Impact investing has been an important tool that Credit Suisse Private Bank Asia Pacific has been using to engage its next-generation clients. The report found that 27% of next-generation leaders cited "creating a positive impact in society" to be the most important thing to them in building a legacy. Separately, 24% are already invested in impact investments and an additional 62% said they were interested but not yet invested.

For the next generation of clients who are just starting to secure some control over the management of their family wealth, and are very passionate about the topic, they are eager to get educated on the topic and appreciate any platforms banks can provide for them to learn.

2. Togetherness: empowering the individual and the family as a unit.

Successful families have learned to develop into a thriving multi-skilled team, tapping into the abilities and talents of different generations and individuals, while focusing on the benefit of the family as a unit. Wealth managers should apply the same approach.

Banks often have access -- internally or externally -- to a deep and diverse pool of knowledge and skills. To truly support clients in the future, banks will have to systematically tap into this broad source of knowledge for the maximum benefit of their clients.

Wealth managers and their relationship managers will also have to apply a "network orchestrator model" that goes further than the bank's four walls. They will have to bring the next generation and their families together with other clients or approved providers in cases where that could help them find new solutions, learn from the experience of others or simply exchange ideas.
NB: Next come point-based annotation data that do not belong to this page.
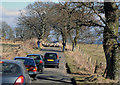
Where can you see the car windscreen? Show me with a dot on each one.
(50, 56)
(35, 57)
(26, 61)
(9, 68)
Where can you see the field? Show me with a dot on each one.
(11, 49)
(81, 63)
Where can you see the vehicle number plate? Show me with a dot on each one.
(50, 60)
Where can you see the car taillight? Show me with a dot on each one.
(41, 61)
(35, 69)
(20, 80)
(57, 57)
(1, 62)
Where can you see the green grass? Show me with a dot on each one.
(94, 51)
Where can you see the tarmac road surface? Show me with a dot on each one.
(54, 75)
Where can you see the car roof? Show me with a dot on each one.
(24, 57)
(50, 53)
(12, 61)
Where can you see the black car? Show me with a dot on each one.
(13, 73)
(29, 64)
(51, 59)
(38, 60)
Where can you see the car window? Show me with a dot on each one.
(26, 61)
(50, 56)
(9, 68)
(35, 57)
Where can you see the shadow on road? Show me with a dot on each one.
(62, 81)
(50, 50)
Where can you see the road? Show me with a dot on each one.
(54, 75)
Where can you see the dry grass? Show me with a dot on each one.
(82, 69)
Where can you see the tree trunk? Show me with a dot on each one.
(110, 44)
Viola Steinhoff Werner, general manager of the Young Investors Organization (YIO) Supplied/Credit Suisse

3. The courage of renewal:

Successful families have learned to listen and open up to the voice of the younger generation and see it not as a disturbing force, but rather as a fresh source of energy or a new attitude that triggers new ways of thinking and acting.
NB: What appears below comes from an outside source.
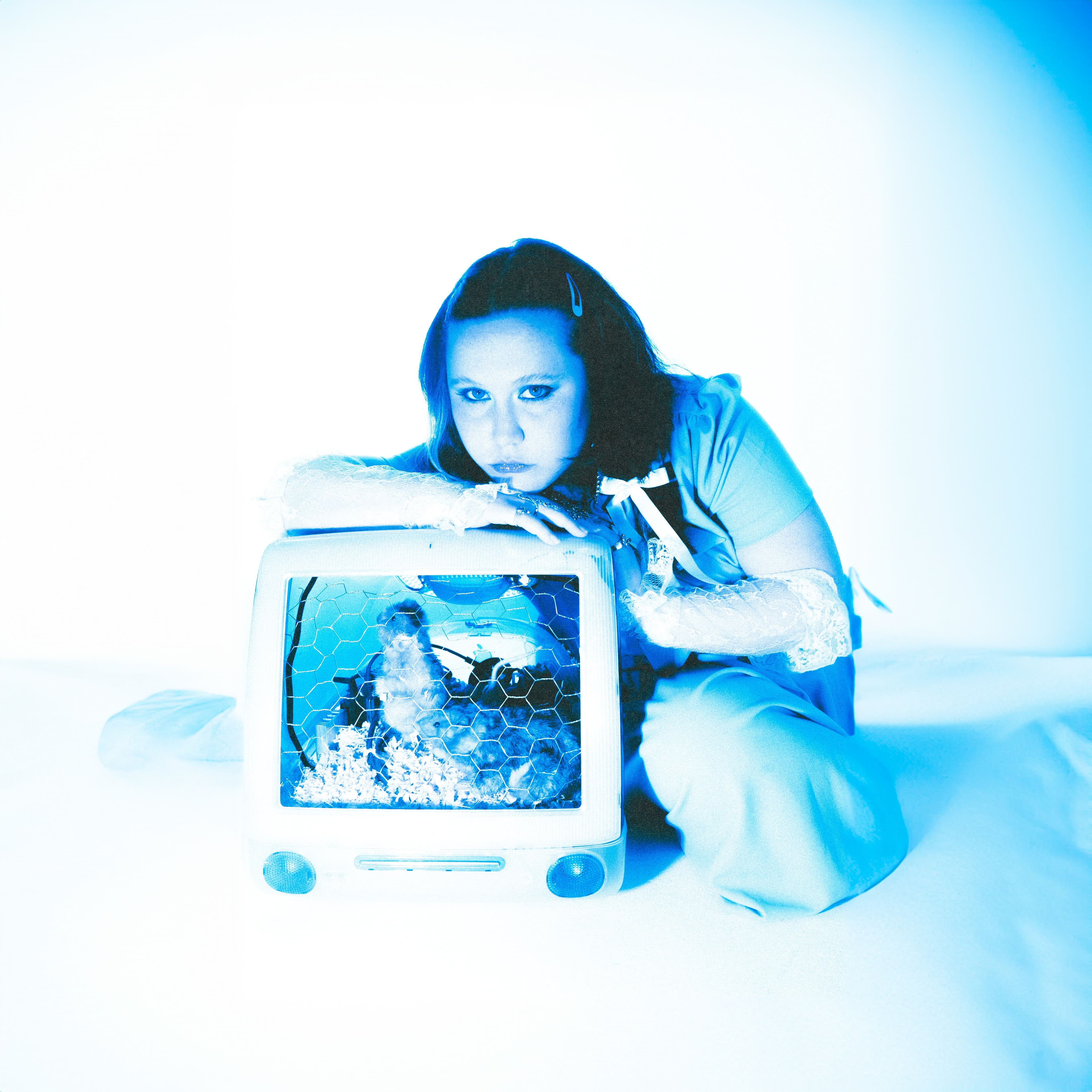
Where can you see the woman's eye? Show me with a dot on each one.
(473, 395)
(535, 392)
This process requires considerable communication and understanding from all sides. Sometimes it is messy and painful because, although families share the same goals, they might disagree on how to get there.
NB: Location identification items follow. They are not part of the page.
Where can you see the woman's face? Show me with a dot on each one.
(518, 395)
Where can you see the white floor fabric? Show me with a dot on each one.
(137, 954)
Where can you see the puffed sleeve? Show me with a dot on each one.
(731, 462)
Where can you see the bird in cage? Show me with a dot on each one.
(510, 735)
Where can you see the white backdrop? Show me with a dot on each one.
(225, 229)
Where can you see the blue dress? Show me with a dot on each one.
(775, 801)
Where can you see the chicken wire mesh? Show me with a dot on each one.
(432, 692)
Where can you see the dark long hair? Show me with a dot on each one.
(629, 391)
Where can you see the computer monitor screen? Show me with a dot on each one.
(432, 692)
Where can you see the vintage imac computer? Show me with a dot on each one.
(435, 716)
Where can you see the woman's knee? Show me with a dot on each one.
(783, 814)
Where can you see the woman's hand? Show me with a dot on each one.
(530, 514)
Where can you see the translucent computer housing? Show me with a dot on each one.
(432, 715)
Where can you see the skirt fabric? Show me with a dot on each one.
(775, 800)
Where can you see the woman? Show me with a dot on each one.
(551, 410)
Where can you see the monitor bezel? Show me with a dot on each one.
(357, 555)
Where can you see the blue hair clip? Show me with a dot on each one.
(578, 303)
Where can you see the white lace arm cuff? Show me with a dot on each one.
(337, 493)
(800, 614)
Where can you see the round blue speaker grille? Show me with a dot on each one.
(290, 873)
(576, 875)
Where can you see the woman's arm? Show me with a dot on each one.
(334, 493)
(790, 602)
Banks are considered a stable and key part of a country's economy, supporting companies and families to achieve their goals. There is still, however, a need for continuous learning, development and improvement within banks.

Banks and wealth managers, like families, have to be prepared to enter into dialogue and face conflicts. They have to be open to discussion and input from their future partners in order to develop a bank of the future, rather than wait and have to scramble for survival when it is too late.

This can be seen in the response of Asian business families in moments of crisis such as the global coronavirus pandemic, which has dramatically affected commerce and business. Some business families have taken private their listed investment vehicles in order to be better repositioned to emerge through the crisis and to unlock fundamental value.

Such decisions are consistent with long-standing research which informs us that such families value their businesses as an inheritance, which provides an important source of continuity in the transfer of wealth between generations.

In fact, the latest Credit Suisse Family 1000 report found that family-owned companies outperformed their non-family-owned peers both in the short and long term, and are also proving more resilient amid the current Covid crisis. The biggest outperformance is in the Asia Pacific ex-Japan region where family-owned companies generated compound excess returns of more than 500 basis points per year.

Wealth managers serving first- or second-generation business families would do well to pay heed to such dynamics. It is our duty and in our interest to recognise and reflect the needs and desires of the next generation, and co-create a future that benefits all, inspired by the families with whom we work together.

We have to develop a culture of "we" and not only "me". Now more than ever.

Viola Steinhoff Werner is the founder and general manager of the Young Investors Organization (YIO), and head of the Global Next Generation and Families department at Credit Suisse.